As the day went on, the Libyan Air Force made its first real show of force in the conflict. Pairs of fighters took off from Benina airbase near Benghazi, as well as fields around Tripoli through much of the daylight hours. The fighters sped north towards Sicily, and the suspected location of the Garibaldi Group. In each instance, NATO ground-based radar sites detected the inbound flights and Italian fighters were scrambled, or called in from their CAP stations to intercept. Every time, the Libyans turned back at a predetermined navigation point and no engagements materialized.
The cat-and-mouse game in the air highlighted the Garibaldi group’s reliance on land-based air cover. Although classified as an aircraft carrier, Garibaldi did not carry fixed-wing aircraft. The close proximity of its task force to Libya demanded a heavy combat air patrol be perched overhead. The Libyans had a large number of fairly capable combat aircraft available, to say nothing of the Soviet aircraft currently based in Libya. Garibaldi and her escorts made for a tempting target. AFSOUTH believed it was only a matter of time before the Colonel threw his air force at the Garibaldi, and perhaps Sicily too.
The timetable for the US 6th Fleet’s planned air and cruise missile attacks against WP targets inside of Bulgaria was suffering delays. Two of the TLAM-capable attack subs would not reach their stations until 12 hours past the intended time. The strikes had been set to begin in the pre-dawn hours of D+3. Now, having to wait longer for the undersea shooters meant offensive strikes could not start until around midnight, perhaps even after. COMSIXTHFLT, Vice Admiral Kendall Moranville, USN considered going now with what he had on hand. The effectiveness of the Tomahawks in daylight hours was questionable, however.
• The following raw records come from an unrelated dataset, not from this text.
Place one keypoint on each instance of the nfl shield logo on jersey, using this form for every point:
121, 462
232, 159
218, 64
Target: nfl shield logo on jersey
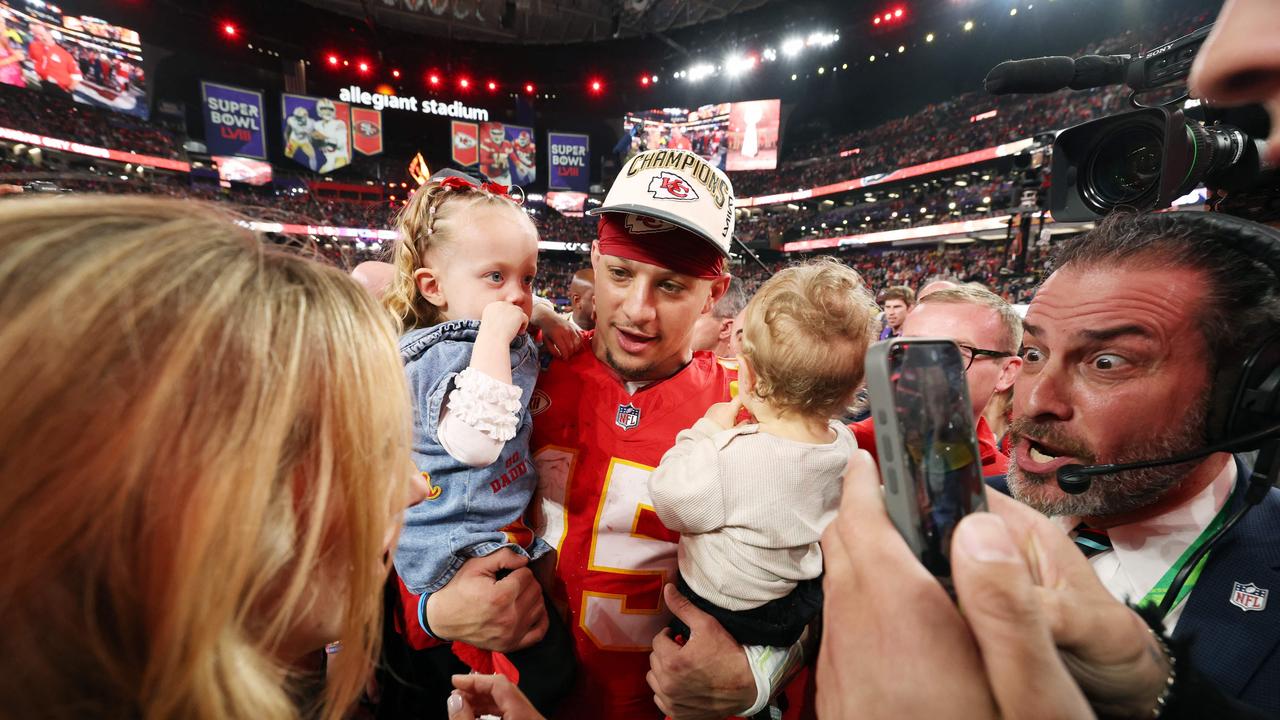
1248, 596
629, 417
Limited stocks of the cruise missile demanded extra prudence in their employment. Also, Moranville was not entirely thrilled about his one available aircraft carrier having to sit out a full day of the war waiting for a pair of submarines to arrive.
At the same time, neither COMSIXTHFLT, or his superiors in Naples and Norfolk wanted to see the single US carrier in the Mediterranean to be sent to the bottom of the sea. The Soviets were hunting for Saratoga and still had a large force of Backfires available at airbases on the Black Sea to use against her. Reluctantly, Moranville ordered Saratoga’s battlegroup to a position south of Crete and hopefully away from prying eyes until the strikes against Bulgaria were ready to begin.